Hello guys a question regarding large dataset as artifact I Outerbounds #dev-metaflow

Hello guys, a question regarding large dataset as ...

faint-hair-28386

08/03/2022, 2:22 PM

Hello guys, a question regarding large dataset as artifact. I’m building a demo with metaflow and a few steps are about converting data and splitting it later into test|train sets. Right now I’m thinking to use metaflow.S3 to store output results of a parallel conversion step and then read it in another step. Despite that, looking into docs, there are a few notes that Datastore should be enough for the most cases. I think my case should be under that “most cases”. I wonder how metaflow devs approach this issue. Increasing resources isn’t feasible, since a dataset can be extremely large. So,

join

will be OOM. Is there a way to pass references within join, so it doesn’t load data? Can I then read data iteratively?

✅ 1

ancient-application-36103

08/03/2022, 3:33 PM

How large is the large dataset?

faint-hair-28386

08/03/2022, 3:35 PM

large enough to not consider allocating an instance with sufficient RAM. Let’s say a few dozens GB

👍 1

ancient-application-36103

08/03/2022, 3:36 PM

If you are using

merge_artifacts

in the

join

step to pass the variables down, it should work without any issues.

square-wire-39606

08/03/2022, 3:38 PM

https://docs.metaflow.org/metaflow/basics#data-flow-through-the-graph

faint-hair-28386

08/03/2022, 3:39 PM

it didn’t 🙂 not that long ago we had a discussion here - let’s take CIFAR10, upscale it to 299x299 and try to pass it between steps. Sequential steps do work. Join though, blows up. I tried 24GB of ram if I recall correctly. Anyway, I’m rather looking for a way, how not to load everything into the memory at once. If I can use a generator with

yield

where it pulls data only at the actual yielding

faint-hair-28386

08/03/2022, 3:39 PM

I hope it makes sense 😄

faint-hair-28386

08/03/2022, 3:39 PM

https://outerbounds-community.slack.com/archives/C02116BBNTU/p1658173377496339

faint-hair-28386

08/03/2022, 3:41 PM

my join looks like this now

Copy code

@retry(times=2)
    @resources(cpu=2, memory=16000)
    @step
    def join(self, inputs):
        import numpy as np
        self.Xnew = np.concatenate([result.converted for result in inputs])
        print(f'Assigned new X {len(self.Xnew)}')
        self.merge_artifacts(inputs, include=['y', 'labels'])
        self.next(self.split)

faint-hair-28386

08/03/2022, 3:42 PM

I limited dataset to 22% out of the original one.
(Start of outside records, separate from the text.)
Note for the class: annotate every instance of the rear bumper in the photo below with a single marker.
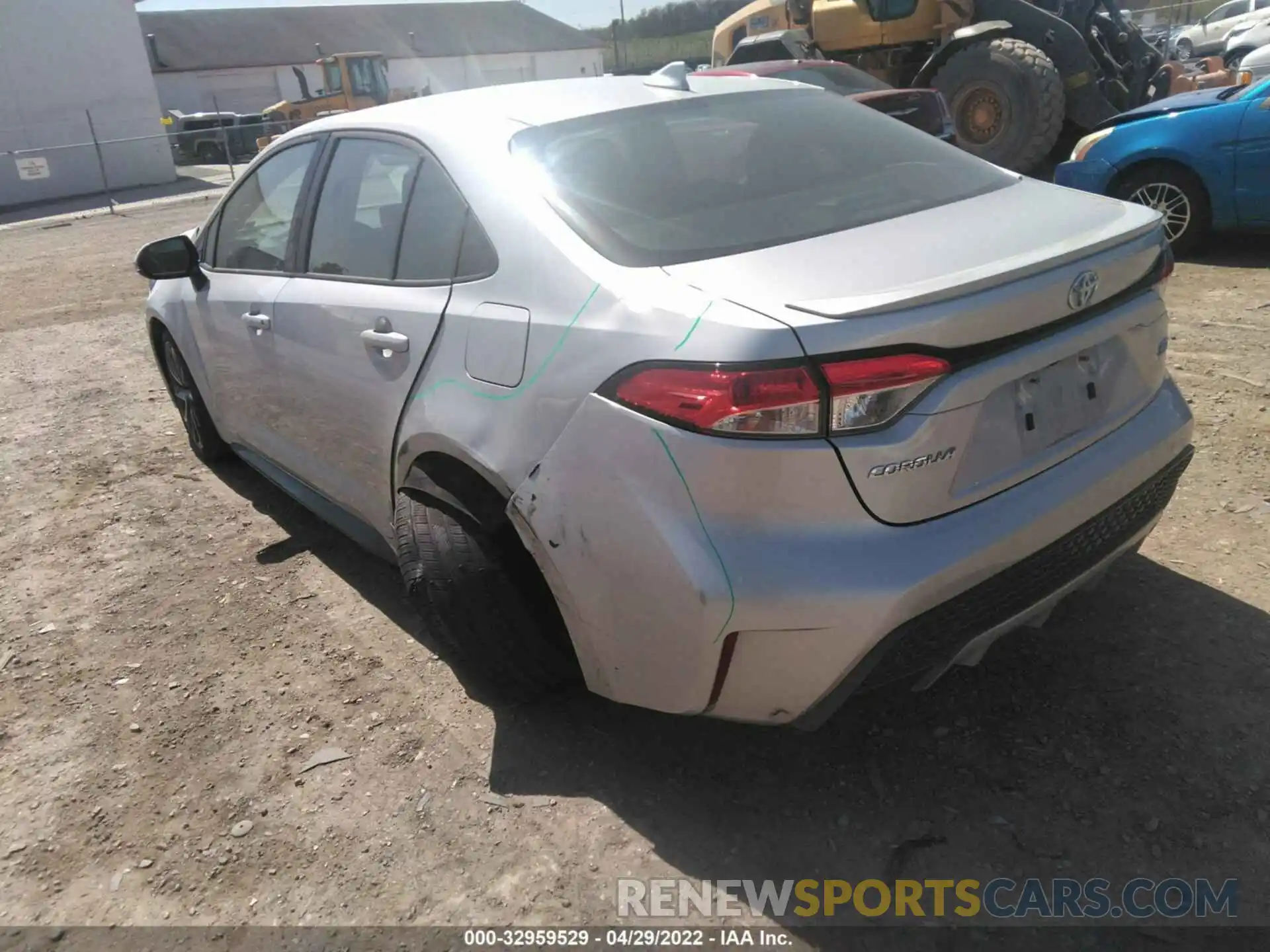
(1021, 594)
(665, 547)
(1090, 175)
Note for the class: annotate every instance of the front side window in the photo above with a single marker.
(255, 222)
(715, 175)
(357, 226)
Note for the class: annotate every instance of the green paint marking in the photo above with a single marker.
(732, 596)
(520, 387)
(694, 327)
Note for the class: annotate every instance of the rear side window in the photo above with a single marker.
(714, 175)
(443, 239)
(357, 225)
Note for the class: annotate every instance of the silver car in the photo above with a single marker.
(723, 395)
(1209, 34)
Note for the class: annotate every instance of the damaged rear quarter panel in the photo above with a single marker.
(648, 596)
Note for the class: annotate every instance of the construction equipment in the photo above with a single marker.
(1011, 70)
(351, 81)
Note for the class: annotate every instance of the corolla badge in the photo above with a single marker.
(1082, 291)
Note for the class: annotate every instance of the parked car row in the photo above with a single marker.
(214, 138)
(1209, 36)
(722, 394)
(1166, 155)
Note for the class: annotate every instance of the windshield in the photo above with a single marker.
(334, 81)
(1251, 89)
(370, 78)
(723, 175)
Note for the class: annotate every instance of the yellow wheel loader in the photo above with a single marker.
(351, 81)
(1010, 70)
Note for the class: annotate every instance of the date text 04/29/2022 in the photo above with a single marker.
(626, 936)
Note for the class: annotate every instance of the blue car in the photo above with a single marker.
(1202, 159)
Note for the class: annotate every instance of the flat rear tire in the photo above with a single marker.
(483, 600)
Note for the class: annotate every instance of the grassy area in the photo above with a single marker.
(654, 52)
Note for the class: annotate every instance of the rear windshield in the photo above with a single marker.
(713, 175)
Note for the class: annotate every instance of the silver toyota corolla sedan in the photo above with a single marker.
(724, 395)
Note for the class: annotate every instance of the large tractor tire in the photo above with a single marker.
(1006, 99)
(482, 597)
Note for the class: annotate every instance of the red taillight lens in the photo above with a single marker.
(1165, 268)
(781, 401)
(869, 393)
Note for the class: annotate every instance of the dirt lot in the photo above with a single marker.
(183, 641)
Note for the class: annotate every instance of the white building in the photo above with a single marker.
(60, 61)
(241, 58)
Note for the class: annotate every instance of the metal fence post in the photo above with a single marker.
(225, 138)
(101, 161)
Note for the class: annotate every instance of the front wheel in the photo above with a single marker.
(1007, 102)
(1177, 194)
(200, 429)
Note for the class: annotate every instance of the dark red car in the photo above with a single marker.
(922, 108)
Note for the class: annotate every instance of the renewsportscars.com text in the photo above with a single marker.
(1000, 899)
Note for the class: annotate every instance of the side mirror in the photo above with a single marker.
(171, 258)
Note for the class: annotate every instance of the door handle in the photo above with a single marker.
(386, 340)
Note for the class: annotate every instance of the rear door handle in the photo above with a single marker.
(386, 340)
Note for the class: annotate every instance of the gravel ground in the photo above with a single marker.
(179, 643)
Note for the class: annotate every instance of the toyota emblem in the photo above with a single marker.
(1083, 288)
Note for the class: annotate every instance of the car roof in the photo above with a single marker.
(538, 103)
(767, 66)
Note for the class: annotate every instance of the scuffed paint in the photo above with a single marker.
(709, 305)
(723, 568)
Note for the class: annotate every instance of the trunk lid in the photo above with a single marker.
(1040, 366)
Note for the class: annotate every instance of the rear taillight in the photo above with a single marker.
(870, 393)
(780, 401)
(1164, 267)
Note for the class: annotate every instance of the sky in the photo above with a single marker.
(575, 13)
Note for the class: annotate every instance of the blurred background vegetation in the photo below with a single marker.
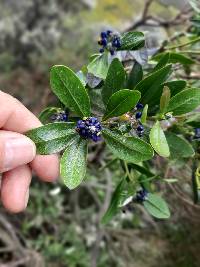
(62, 228)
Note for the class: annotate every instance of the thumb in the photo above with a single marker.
(15, 150)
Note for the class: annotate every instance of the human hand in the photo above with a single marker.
(18, 154)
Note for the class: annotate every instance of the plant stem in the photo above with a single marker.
(185, 44)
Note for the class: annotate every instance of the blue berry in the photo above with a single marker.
(140, 128)
(139, 106)
(60, 116)
(109, 32)
(141, 195)
(103, 35)
(89, 128)
(138, 115)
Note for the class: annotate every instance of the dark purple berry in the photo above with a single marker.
(89, 128)
(139, 106)
(138, 115)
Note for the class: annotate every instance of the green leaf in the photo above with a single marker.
(158, 140)
(114, 203)
(141, 169)
(151, 84)
(73, 163)
(195, 5)
(144, 114)
(163, 61)
(164, 100)
(70, 90)
(99, 66)
(131, 149)
(135, 76)
(157, 206)
(132, 41)
(46, 114)
(114, 80)
(194, 120)
(175, 58)
(53, 137)
(179, 147)
(121, 102)
(184, 102)
(174, 86)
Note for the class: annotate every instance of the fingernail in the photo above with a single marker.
(26, 199)
(18, 151)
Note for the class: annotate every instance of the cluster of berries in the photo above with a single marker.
(197, 133)
(60, 116)
(109, 41)
(141, 195)
(138, 115)
(89, 128)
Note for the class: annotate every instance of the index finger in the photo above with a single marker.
(17, 118)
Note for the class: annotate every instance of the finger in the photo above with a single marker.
(15, 150)
(15, 188)
(46, 167)
(15, 117)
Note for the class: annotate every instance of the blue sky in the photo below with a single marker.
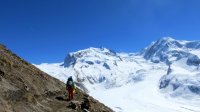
(46, 30)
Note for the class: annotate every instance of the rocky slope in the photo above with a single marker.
(24, 88)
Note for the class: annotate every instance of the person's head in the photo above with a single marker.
(70, 77)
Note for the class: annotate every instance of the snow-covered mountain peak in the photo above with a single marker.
(130, 78)
(90, 55)
(168, 49)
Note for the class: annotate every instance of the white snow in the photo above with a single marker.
(130, 83)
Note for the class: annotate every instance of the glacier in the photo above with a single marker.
(163, 77)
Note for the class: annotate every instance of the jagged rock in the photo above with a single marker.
(24, 88)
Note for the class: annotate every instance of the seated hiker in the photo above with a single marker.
(70, 86)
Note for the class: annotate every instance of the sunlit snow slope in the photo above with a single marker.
(163, 77)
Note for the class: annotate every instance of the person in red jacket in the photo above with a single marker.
(70, 86)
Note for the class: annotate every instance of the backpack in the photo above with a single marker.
(70, 83)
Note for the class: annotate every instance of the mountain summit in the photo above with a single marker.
(162, 77)
(168, 49)
(24, 88)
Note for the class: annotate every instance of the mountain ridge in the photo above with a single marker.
(26, 88)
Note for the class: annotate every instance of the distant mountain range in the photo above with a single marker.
(167, 67)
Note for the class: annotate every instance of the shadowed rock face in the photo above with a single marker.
(24, 88)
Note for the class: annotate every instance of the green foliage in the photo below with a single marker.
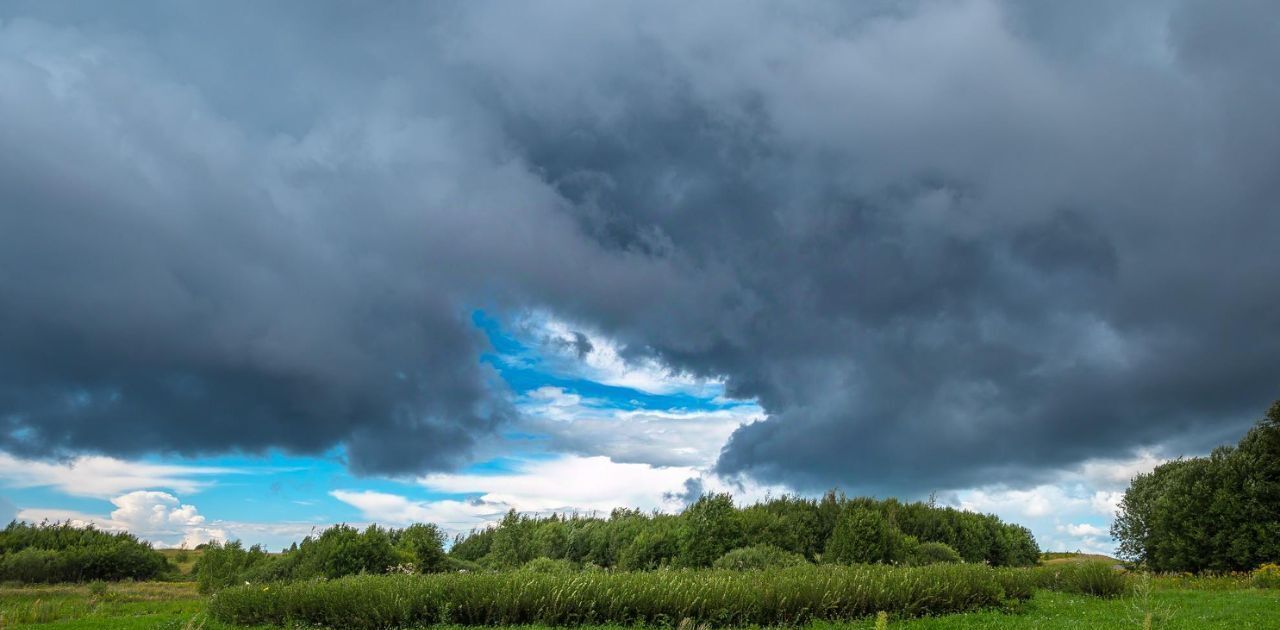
(762, 556)
(1266, 576)
(863, 535)
(1207, 514)
(933, 553)
(223, 565)
(709, 528)
(1098, 579)
(424, 546)
(630, 539)
(60, 552)
(780, 597)
(548, 566)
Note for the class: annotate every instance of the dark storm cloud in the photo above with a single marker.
(938, 241)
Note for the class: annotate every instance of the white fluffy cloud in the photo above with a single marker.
(1074, 511)
(673, 437)
(104, 476)
(604, 363)
(567, 484)
(571, 483)
(165, 521)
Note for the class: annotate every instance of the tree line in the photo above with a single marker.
(828, 529)
(62, 552)
(712, 532)
(1207, 514)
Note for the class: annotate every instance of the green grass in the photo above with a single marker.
(714, 597)
(1174, 602)
(151, 605)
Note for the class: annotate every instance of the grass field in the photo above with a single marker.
(1171, 602)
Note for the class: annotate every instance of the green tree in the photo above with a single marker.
(711, 526)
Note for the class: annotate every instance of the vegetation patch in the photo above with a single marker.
(714, 597)
(64, 553)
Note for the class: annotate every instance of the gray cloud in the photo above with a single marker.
(938, 241)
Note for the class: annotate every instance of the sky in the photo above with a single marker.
(266, 268)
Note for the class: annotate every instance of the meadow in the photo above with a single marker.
(1171, 602)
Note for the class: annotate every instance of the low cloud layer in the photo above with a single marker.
(938, 242)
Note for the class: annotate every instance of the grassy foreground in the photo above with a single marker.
(1173, 603)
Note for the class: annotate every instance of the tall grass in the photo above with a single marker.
(1100, 579)
(722, 598)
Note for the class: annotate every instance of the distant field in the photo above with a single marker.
(183, 558)
(1173, 602)
(1066, 557)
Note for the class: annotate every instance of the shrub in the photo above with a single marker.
(863, 535)
(762, 556)
(1266, 576)
(933, 553)
(780, 597)
(548, 566)
(224, 565)
(709, 528)
(424, 544)
(60, 552)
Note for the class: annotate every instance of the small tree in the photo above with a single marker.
(711, 528)
(425, 543)
(863, 535)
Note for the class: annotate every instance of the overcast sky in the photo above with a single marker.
(266, 266)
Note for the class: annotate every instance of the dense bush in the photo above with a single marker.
(723, 598)
(1098, 579)
(548, 566)
(338, 551)
(933, 553)
(60, 552)
(1266, 576)
(762, 556)
(835, 529)
(863, 535)
(1207, 514)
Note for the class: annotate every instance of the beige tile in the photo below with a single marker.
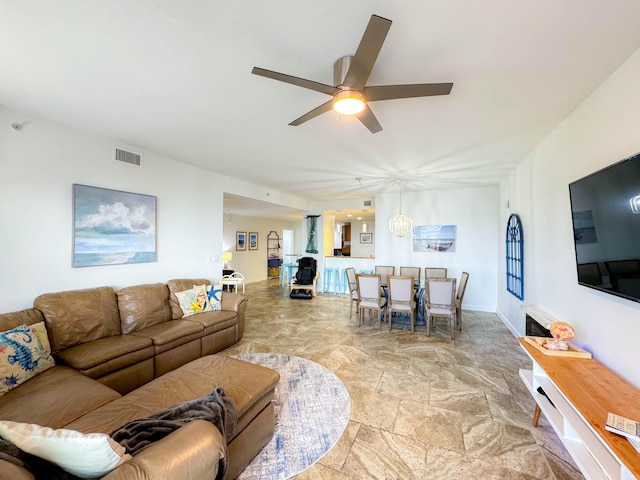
(373, 409)
(423, 407)
(442, 428)
(378, 454)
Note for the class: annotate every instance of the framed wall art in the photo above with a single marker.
(241, 240)
(434, 238)
(111, 227)
(366, 238)
(253, 240)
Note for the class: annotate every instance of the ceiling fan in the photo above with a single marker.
(350, 94)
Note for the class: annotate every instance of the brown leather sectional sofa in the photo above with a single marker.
(127, 354)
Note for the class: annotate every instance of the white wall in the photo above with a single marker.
(473, 211)
(362, 249)
(603, 130)
(253, 263)
(39, 165)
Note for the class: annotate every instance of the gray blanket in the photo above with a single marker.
(215, 408)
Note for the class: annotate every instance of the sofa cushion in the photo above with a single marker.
(142, 306)
(79, 316)
(214, 295)
(105, 355)
(72, 393)
(215, 321)
(84, 455)
(180, 285)
(24, 353)
(251, 386)
(170, 334)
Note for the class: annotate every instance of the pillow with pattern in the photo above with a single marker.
(24, 353)
(193, 301)
(214, 294)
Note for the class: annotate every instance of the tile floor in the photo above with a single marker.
(421, 407)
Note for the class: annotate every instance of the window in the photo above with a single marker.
(515, 281)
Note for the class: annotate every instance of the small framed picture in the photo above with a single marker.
(366, 238)
(253, 240)
(241, 240)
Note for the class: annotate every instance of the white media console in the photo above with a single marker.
(580, 392)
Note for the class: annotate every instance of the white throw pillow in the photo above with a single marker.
(214, 294)
(84, 455)
(193, 301)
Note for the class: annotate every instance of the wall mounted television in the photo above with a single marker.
(605, 208)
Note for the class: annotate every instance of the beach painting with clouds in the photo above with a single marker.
(111, 227)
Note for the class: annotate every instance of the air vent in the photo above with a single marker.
(128, 157)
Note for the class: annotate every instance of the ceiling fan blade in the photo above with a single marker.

It was for a quick demo. That metaflow is feasible to work with. Now I’m doing something more advanced. With more data

ancient-application-36103

08/03/2022, 3:42 PM

result.converted

a big object in the preceding step?

ancient-application-36103

08/03/2022, 3:44 PM

How do you want to access the several large objects that are generated in the upstream foreach? Is it within this foreach join or somewhere below?

faint-hair-28386

08/03/2022, 3:44 PM

define big 🙂 it’s a list of 1000 upscaled images 299x299

Copy code

@resources(cpu=2)
    @step
    def convert(self):
        from PIL import Image
        from hxml.constants import DEFAULT_IMAGE_SIZE
        import io
        import numpy as np

        def resize_image(image):
            import tensorflow as tf
            return tf.image.resize(image, DEFAULT_IMAGE_SIZE)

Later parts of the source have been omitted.